Most CIEMs are created from an impression or scan that goes to the second bend in the ear canal, so you've at least removed everything prior to that from the equation, and we can be fairly confident that there's less variability from the 2nd bend->eardrum than there is over the entire ear canal. Amplitude and spread are still likely to be a bit ambiguous/uncertain because the coupler mic is normal to the source/canal, whereas actual eardrums are angled, but as long as you get a good seal (mounting putty should be perfectly adequate) with the CIEM tip at the coupler reference plane, I think you could be more confident about the location of those canal resonance peaks than you could with a UIEM measurement.
Representing UIEM data is tricky, because there's a very good chance you'll hear that peak somewhere other than at 8 kHz.
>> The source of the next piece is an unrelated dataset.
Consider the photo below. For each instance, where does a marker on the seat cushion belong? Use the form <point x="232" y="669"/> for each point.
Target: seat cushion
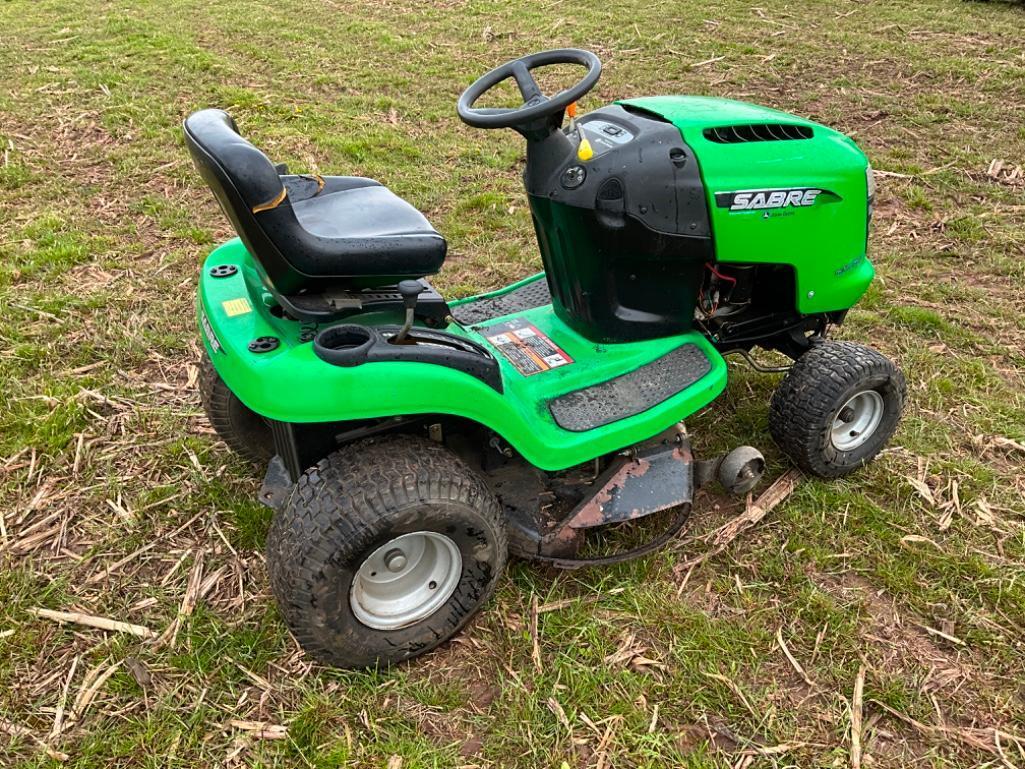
<point x="363" y="212"/>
I understand
@crinacle had to make a pragmatic choice, and I have to tread lightly here, because 1) I greatly appreciate and respect the work he's done and 2) I can't really think of a better solution, but forcing an 8 kHz peak for each and every UIEM (or CIEM?!?) doesn't properly differentiate between shallow- and deep-insertion IEMs, i.e., one that may have an 8 kHz canal resonance peak, and one that almost certainly doesn't. I suppose one could create a plot that has a superposition of all the above peaks, but how would readers figure out where they are in that spread?
@SilverEars - good idea of yours about us getting all our ears scanned
But for UIEMs, you'd really need a full 3D CAD representation of your ears all the way to the eardrum
and a full 3D CAD model of your UIEM (+ eartip)
and a clever CAD package that could put the two together, because driver->eardrum distance won't only depend on your ear canal length - the shape and diameter of the ear canal will dictate where the UIEM ends up seated.